AE 15: Modeling houses in Duke Forest

Application exercise

In this application exercise, we will

use bootstrapping to quantify the uncertainty around a measure of center – median
use bootstrapping to quantify the uncertainty around a measure of relationship – slope
interpret confidence intervals

The dataset are on housing prices in Duke Forest – a dataset you’ve seen before! It’s called duke_forest and it’s in the openintro package. Additionally, we’ll use tidyverse and tidymodels packages.

library(tidyverse)
library(tidymodels)
library(openintro)

Typical size of a house in Duke Forest

Exercise 1

Visualize the distribution of sizes of houses in Duke Forest. What is the size of a typical house?

# add code here

Exercise 2

Construct a 95% confidence interval for the typical size of a house in Duke Forest. Interpret the interval in context of the data.

# add code here

Add interpretation here.

Exercise 3

Without calculating it – would a 90% confidence interval be wider or narrower?
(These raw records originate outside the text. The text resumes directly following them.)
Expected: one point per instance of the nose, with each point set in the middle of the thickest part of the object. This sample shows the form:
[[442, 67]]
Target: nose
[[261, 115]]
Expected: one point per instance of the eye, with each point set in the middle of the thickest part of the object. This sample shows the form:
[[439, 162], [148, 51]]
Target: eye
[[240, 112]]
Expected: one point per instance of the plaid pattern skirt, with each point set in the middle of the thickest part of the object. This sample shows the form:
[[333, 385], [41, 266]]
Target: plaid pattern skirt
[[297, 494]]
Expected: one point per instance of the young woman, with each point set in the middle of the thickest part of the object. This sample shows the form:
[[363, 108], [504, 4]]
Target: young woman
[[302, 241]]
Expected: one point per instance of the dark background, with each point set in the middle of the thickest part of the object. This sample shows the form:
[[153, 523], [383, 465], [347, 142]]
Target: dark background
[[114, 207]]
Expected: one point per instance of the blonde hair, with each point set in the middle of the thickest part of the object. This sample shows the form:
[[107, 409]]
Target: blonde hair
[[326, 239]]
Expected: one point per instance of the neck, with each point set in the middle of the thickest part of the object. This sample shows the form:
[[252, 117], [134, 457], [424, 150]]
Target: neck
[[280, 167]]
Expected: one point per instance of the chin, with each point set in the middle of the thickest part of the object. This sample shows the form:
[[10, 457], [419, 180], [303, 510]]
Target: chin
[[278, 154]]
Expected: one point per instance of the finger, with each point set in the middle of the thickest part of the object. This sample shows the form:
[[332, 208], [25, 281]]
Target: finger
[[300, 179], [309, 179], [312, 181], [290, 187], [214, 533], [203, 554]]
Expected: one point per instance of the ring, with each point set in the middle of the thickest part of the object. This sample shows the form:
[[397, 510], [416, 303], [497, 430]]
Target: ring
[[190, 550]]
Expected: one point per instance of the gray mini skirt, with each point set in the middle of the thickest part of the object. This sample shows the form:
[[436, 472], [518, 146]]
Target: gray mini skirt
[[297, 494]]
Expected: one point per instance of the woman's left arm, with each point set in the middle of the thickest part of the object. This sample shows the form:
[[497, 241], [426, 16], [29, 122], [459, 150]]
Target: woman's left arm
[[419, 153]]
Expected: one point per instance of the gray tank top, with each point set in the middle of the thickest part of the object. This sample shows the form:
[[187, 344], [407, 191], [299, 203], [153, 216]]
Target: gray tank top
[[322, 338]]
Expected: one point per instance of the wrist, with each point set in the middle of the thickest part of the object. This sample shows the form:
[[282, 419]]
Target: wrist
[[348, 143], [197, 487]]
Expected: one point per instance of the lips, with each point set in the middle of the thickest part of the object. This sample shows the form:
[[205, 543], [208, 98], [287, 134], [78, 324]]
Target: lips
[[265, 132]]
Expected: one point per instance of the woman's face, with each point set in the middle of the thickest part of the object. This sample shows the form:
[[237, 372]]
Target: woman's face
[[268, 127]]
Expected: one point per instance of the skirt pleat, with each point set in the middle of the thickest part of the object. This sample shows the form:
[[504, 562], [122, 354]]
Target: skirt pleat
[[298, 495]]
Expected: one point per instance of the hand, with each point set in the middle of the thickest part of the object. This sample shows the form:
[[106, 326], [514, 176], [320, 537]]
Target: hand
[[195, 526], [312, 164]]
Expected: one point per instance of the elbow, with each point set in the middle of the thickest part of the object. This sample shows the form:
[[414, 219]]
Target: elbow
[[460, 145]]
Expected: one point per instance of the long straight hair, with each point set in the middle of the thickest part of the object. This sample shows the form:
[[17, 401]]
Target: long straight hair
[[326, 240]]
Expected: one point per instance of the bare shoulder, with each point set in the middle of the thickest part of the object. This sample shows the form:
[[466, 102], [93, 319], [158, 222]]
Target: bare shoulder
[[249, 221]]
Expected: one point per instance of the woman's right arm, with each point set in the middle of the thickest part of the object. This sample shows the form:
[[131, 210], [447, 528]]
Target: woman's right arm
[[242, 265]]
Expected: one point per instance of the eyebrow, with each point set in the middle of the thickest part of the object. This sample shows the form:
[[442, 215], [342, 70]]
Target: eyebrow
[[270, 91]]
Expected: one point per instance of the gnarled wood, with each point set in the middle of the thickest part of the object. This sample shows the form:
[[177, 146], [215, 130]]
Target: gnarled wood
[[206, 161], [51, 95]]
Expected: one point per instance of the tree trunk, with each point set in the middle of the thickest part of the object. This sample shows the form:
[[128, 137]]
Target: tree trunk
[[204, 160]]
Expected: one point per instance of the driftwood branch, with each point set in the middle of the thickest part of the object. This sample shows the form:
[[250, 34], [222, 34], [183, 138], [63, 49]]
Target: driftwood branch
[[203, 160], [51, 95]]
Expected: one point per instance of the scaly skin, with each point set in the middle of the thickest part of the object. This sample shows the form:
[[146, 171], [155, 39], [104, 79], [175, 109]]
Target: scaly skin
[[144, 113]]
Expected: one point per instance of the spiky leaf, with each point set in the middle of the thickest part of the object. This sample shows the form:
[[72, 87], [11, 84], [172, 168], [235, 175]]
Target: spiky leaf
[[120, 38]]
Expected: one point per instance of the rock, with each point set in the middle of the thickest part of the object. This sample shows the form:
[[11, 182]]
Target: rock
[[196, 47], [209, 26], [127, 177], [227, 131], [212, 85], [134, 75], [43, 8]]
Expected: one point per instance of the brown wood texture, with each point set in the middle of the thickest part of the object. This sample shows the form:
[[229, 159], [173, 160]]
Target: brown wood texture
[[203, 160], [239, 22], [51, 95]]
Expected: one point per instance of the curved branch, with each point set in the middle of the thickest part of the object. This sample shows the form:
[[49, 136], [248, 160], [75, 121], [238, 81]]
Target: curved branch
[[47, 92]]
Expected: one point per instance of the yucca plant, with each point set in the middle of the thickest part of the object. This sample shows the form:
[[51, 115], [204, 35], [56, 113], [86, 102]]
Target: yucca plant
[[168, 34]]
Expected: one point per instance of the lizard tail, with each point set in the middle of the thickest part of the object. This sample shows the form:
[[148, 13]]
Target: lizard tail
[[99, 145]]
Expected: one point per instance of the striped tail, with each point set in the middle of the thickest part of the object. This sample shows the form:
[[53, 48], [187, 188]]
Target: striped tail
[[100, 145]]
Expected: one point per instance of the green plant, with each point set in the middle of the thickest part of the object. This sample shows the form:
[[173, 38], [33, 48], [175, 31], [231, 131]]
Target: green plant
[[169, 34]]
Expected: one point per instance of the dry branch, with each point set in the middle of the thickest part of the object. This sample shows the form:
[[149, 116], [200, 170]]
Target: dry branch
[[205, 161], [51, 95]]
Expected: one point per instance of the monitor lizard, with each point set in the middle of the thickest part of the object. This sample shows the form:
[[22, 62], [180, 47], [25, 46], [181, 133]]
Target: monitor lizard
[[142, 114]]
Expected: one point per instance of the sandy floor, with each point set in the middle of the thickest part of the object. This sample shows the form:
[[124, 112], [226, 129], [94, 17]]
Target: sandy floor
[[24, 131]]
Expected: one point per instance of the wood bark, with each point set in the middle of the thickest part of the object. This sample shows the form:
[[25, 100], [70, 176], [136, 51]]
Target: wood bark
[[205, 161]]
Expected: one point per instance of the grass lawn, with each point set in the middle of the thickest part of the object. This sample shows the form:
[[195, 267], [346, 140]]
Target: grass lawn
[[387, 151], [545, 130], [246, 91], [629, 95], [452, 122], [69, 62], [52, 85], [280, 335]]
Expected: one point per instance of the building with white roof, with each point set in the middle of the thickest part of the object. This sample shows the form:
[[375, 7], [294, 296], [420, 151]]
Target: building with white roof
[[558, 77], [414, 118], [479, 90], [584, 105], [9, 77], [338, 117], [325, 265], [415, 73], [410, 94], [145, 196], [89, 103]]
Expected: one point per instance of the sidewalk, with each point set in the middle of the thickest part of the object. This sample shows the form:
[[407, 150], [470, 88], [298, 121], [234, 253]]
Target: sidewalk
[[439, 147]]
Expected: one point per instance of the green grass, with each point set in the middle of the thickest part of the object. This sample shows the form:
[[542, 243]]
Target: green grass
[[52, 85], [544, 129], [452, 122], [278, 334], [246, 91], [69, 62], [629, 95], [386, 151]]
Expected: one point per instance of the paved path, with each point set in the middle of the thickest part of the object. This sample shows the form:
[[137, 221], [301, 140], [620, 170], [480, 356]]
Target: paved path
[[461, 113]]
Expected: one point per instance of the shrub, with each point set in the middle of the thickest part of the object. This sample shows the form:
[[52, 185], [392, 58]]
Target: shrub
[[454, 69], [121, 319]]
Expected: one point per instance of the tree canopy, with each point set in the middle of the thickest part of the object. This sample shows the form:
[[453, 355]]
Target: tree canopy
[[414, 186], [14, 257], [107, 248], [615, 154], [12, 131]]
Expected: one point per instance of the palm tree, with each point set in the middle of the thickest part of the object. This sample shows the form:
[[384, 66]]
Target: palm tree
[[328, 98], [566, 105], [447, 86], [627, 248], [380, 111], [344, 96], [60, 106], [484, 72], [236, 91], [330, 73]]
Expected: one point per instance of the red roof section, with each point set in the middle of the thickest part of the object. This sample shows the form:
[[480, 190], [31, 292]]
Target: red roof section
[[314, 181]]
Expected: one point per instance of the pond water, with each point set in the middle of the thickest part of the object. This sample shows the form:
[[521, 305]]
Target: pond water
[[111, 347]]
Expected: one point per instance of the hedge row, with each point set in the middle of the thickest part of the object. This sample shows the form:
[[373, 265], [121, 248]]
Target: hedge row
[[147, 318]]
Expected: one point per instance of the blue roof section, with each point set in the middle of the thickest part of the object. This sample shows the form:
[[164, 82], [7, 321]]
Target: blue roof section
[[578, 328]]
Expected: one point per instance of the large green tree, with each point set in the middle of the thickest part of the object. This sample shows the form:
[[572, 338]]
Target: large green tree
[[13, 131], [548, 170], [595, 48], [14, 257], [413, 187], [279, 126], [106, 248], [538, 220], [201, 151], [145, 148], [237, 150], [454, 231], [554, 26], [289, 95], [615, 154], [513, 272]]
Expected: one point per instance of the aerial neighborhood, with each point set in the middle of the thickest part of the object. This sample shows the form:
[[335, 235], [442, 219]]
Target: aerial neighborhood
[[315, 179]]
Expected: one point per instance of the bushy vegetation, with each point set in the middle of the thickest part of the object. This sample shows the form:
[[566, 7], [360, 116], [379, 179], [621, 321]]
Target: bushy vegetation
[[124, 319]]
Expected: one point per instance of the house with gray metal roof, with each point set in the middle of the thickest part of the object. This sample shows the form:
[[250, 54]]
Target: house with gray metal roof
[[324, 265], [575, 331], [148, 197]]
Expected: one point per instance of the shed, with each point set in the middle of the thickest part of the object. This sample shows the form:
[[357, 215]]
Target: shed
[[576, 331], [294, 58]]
Why?

Add response here.

Exercise 4

Construct the 90% confidence interval and interpret it.

# add code here

Add interpretation here.

Relationship between price and size

The following model predicts price of a house in Duke Forest from its size.

df_price_area_fit <- linear_reg() |>
  fit(price ~ area, data = duke_forest)

tidy(df_price_area_fit)

# A tibble: 2 × 5
  term        estimate std.error statistic  p.value
  <chr>          <dbl>     <dbl>     <dbl>    <dbl>
1 (Intercept)  116652.   53302.       2.19 3.11e- 2
2 area            159.      18.2      8.78 6.29e-14

The slope can be interpreted as:

For each additional square feet, the model predicts that prices of houses in Duke Forest are higher by $159, on average.

Exercise 5

Quantify the uncertainty around this slope using a 95% bootstrap confidence interval and interpret the interval in context of the data.

# add code here

Add interpretation here.